Be forewarned that FIRECalc is considered to be a very pessimistic
calculator, so do not be too discouraged by the results, and consider
settling for a 'failure rate' well under the default 95%.
 
brewer12345 said:
john, if you don't want to move right now, don't move.  You need to come up with roughly $18k a year, so find it.  You could tap the 401k to a certain extent, but I would be cautious of withdrawing it too far because that is about your only major liquid asset. 

If you are open to moving eventually, you just need to figure out how to bridge the gap between now and when you sell.  I can think of three sources of liquidity that could tide you over for at least a few years until you sell the house:

- 401k withdrawals
- part time job
- incremental borrowings on a HELOC

Obviously, a combination of some or all of these might be a reasonable choice, too.

Don't buy the annuity.  Without making things too complicated, the annuity your bank recommended would be extremely expensive.  Most of us agree that a reasonable amount to draw out of a balanced (stocks and bonds in various combinations) portfolio is 4% a year, bumped up each year for inflation.  The annuity your bank suggested likely has expenses of at least 3% a year.  That means that just the annuity expenses would consume roughly 75% of what you could be safely drawing from your portfolio!

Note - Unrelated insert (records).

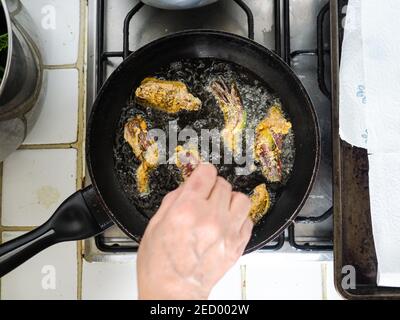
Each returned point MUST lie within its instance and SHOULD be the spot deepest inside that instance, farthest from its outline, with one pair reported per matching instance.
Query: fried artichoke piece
(230, 103)
(167, 96)
(260, 202)
(270, 133)
(186, 159)
(145, 150)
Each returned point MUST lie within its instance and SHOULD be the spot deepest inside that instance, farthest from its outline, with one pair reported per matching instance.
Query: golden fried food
(144, 148)
(230, 103)
(167, 96)
(260, 202)
(186, 160)
(270, 133)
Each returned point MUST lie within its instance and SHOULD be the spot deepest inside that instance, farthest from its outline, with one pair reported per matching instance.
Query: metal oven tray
(353, 240)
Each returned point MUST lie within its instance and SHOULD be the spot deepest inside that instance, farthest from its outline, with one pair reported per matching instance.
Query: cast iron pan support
(79, 217)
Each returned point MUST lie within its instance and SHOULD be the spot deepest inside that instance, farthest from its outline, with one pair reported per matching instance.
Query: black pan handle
(79, 217)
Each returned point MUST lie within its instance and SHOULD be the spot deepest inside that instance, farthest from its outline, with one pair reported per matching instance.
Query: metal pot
(178, 4)
(20, 86)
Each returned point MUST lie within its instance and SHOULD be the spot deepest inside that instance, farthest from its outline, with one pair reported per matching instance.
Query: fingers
(201, 182)
(221, 195)
(167, 202)
(240, 208)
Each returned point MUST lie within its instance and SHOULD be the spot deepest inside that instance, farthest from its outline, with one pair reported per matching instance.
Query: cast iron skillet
(95, 208)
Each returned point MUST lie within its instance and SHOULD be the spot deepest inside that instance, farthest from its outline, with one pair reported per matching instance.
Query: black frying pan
(92, 210)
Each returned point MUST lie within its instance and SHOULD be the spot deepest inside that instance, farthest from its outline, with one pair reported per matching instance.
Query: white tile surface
(271, 277)
(35, 182)
(51, 274)
(109, 281)
(58, 120)
(57, 27)
(331, 293)
(229, 287)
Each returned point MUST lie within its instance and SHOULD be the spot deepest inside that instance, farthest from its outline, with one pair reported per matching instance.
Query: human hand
(198, 233)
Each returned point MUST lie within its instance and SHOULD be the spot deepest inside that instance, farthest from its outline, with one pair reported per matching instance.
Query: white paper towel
(381, 51)
(353, 99)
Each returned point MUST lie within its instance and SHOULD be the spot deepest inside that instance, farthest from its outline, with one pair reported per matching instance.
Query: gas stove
(296, 30)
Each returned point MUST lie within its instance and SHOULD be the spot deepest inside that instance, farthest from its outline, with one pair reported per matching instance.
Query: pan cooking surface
(198, 74)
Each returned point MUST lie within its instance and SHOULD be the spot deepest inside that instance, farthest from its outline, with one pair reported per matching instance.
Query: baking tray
(353, 240)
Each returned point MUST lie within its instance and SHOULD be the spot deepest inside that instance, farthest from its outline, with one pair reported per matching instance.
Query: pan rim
(227, 35)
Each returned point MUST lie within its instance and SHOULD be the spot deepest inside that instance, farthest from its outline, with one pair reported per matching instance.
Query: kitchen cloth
(370, 118)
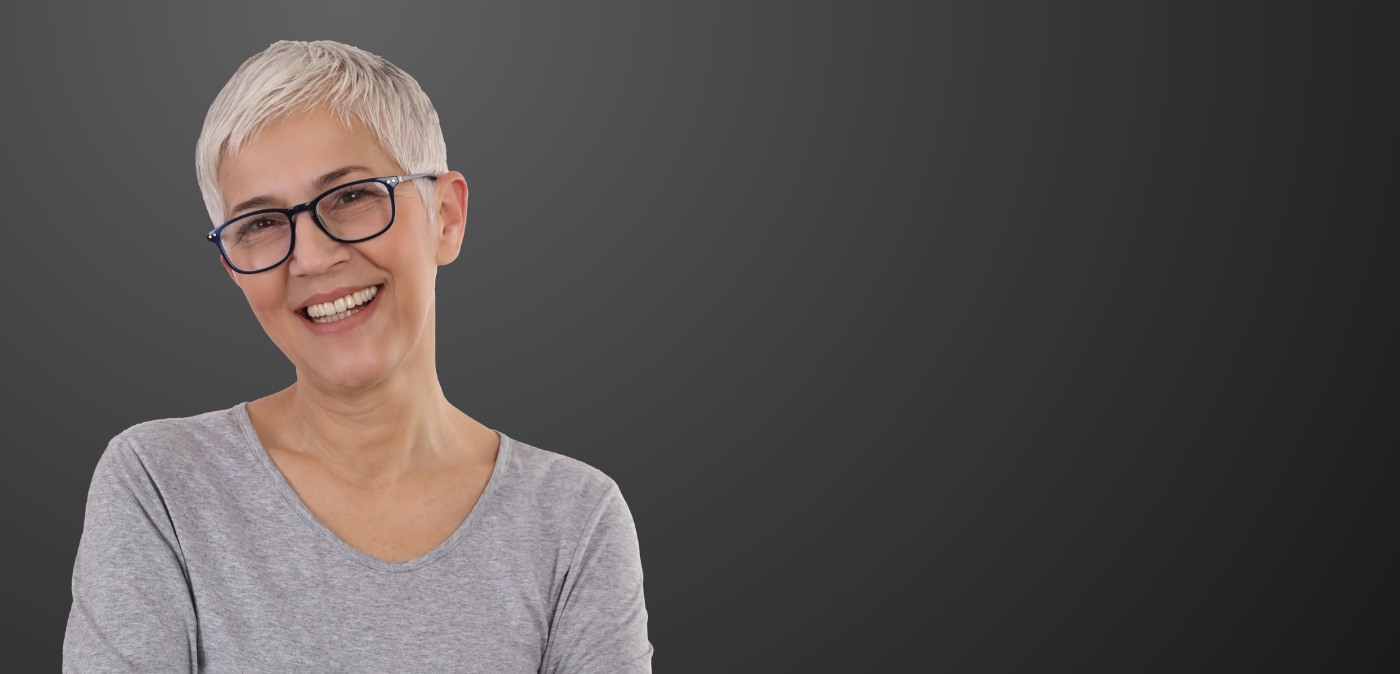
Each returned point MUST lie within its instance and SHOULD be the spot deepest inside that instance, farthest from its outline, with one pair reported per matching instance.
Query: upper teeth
(342, 304)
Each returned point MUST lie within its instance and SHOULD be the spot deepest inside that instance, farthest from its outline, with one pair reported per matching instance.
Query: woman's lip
(331, 296)
(345, 324)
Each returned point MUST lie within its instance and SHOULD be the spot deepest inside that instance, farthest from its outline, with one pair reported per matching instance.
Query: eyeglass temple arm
(392, 181)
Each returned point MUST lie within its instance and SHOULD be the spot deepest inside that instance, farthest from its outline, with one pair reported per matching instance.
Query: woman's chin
(345, 376)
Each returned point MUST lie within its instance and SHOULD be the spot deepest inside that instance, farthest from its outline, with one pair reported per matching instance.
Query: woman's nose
(314, 251)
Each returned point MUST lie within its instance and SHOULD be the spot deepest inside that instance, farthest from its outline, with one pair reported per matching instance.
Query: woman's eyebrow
(322, 182)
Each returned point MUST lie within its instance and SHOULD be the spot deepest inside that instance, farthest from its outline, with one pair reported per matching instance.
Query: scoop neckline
(279, 481)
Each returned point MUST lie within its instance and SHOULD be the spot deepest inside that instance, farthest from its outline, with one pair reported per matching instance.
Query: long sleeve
(132, 604)
(599, 624)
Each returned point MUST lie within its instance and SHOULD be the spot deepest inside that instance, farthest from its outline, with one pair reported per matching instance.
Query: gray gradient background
(979, 337)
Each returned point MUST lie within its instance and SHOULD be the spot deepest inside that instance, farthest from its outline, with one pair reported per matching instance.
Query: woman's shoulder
(552, 478)
(181, 444)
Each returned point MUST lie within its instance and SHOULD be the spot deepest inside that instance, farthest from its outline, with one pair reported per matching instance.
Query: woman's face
(294, 161)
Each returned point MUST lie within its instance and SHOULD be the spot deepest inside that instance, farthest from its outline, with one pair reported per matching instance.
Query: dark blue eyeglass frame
(389, 182)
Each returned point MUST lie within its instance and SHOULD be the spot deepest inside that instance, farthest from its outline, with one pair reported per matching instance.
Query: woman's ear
(451, 216)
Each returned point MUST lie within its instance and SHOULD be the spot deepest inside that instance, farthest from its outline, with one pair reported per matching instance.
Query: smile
(343, 307)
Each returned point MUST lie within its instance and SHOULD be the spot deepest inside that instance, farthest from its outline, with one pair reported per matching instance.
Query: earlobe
(451, 196)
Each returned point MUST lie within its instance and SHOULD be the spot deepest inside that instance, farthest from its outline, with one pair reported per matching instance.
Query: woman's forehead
(297, 157)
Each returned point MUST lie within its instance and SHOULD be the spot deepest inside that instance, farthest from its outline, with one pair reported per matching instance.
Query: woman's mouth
(343, 307)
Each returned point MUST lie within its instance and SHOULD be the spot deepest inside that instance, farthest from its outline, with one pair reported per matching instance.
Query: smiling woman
(353, 520)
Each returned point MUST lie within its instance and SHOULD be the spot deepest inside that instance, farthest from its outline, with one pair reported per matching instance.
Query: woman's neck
(373, 439)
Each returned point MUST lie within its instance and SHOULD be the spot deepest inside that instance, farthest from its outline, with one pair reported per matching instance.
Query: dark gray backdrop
(973, 337)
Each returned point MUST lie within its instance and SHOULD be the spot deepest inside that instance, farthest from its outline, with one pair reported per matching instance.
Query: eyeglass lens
(350, 213)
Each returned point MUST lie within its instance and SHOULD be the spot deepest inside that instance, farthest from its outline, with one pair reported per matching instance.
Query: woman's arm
(599, 622)
(132, 604)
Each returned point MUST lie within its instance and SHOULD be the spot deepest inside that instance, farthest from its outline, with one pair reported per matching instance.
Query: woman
(354, 520)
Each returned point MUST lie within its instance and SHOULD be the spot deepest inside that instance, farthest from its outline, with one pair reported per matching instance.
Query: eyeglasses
(349, 213)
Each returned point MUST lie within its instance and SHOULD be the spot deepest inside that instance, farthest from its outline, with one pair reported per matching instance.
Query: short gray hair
(291, 77)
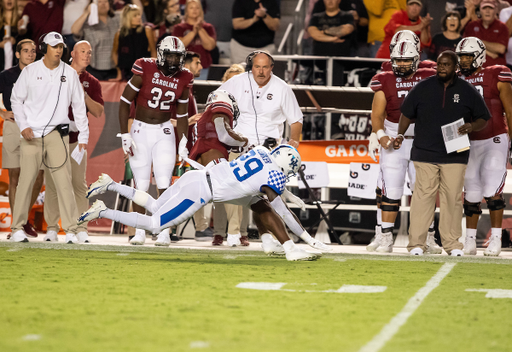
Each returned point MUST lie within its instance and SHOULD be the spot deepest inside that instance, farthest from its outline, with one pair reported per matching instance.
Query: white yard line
(400, 319)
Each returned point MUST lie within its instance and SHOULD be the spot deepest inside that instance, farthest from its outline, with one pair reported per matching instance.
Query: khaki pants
(30, 163)
(448, 180)
(51, 204)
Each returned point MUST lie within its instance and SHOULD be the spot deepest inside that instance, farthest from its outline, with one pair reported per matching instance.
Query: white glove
(182, 148)
(373, 145)
(129, 146)
(292, 198)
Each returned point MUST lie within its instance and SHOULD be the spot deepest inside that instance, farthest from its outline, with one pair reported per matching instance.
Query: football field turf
(58, 297)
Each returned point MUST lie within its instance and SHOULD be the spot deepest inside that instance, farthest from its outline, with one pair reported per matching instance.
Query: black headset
(250, 57)
(43, 46)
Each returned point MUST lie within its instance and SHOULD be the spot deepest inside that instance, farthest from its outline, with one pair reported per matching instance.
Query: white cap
(53, 38)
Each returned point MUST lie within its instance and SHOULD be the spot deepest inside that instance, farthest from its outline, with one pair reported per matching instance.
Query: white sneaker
(432, 247)
(71, 238)
(297, 254)
(163, 239)
(386, 243)
(493, 246)
(470, 246)
(375, 243)
(139, 238)
(93, 212)
(416, 251)
(51, 236)
(19, 236)
(233, 240)
(273, 247)
(99, 187)
(83, 237)
(316, 244)
(457, 253)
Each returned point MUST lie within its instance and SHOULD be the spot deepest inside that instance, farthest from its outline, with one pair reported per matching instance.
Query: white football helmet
(170, 45)
(404, 35)
(224, 97)
(405, 50)
(287, 158)
(471, 46)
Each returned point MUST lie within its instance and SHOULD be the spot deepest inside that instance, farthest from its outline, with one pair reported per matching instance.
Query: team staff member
(81, 56)
(434, 102)
(26, 54)
(40, 101)
(487, 165)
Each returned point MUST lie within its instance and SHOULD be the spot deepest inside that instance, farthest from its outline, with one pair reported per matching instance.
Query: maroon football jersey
(386, 65)
(486, 83)
(396, 89)
(158, 91)
(205, 136)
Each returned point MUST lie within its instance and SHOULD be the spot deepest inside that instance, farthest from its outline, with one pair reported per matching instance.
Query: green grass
(151, 299)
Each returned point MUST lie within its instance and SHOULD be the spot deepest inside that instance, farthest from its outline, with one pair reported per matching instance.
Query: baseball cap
(488, 3)
(53, 38)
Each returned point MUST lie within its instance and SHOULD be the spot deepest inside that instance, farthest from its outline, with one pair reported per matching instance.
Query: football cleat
(100, 186)
(93, 212)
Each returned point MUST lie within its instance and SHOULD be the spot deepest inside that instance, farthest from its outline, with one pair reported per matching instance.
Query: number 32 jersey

What is the 401k invested in now?  You may wish to consider rolling it over to a low cost IRA at Vanguard.


Good sound advice. I too am worried about having liquidity in your situation. Looks like you might take your age 62 option on SS. So you will get $17400 a year in SS payments. If you take 4% withdrawal on $255,000, that gives you $10,200 more. That's $27.600 a year, still a bit short.

If you are willing to work, you could find a part-time job that pays $10-12K a year, yielding what you need for income on an after-tax basis. Is the $3k a month expenses pretty rock bottom, or is there some wiggle room?

Sell the house as a last resort. You may have some unforseen expenses that you could use the equity to cover if necessary.

Good luck..............
 
You could delay your SS to age 70 and that should yield you close to $39,000 starting at age 70 (using current SS COLA assumptions). Thats coming a little low on your future expenses of $3k per month when you project inflation - but it is close. You then could tap your 401k first over the next few years and bridge to the higher SS. You would owe some tax because these are qualified assets, but that could be offset by your mortgage interest deduction + home equity line of credit deduction. Your income after age 70 would likely be tax-free because you have so much SS and so little IRA withdrawals. You most likely could then tap into the assets created by your home sale without paying much in taxes.

This way, you take the guesswork out of whether you will ever have enough (if that is important to you).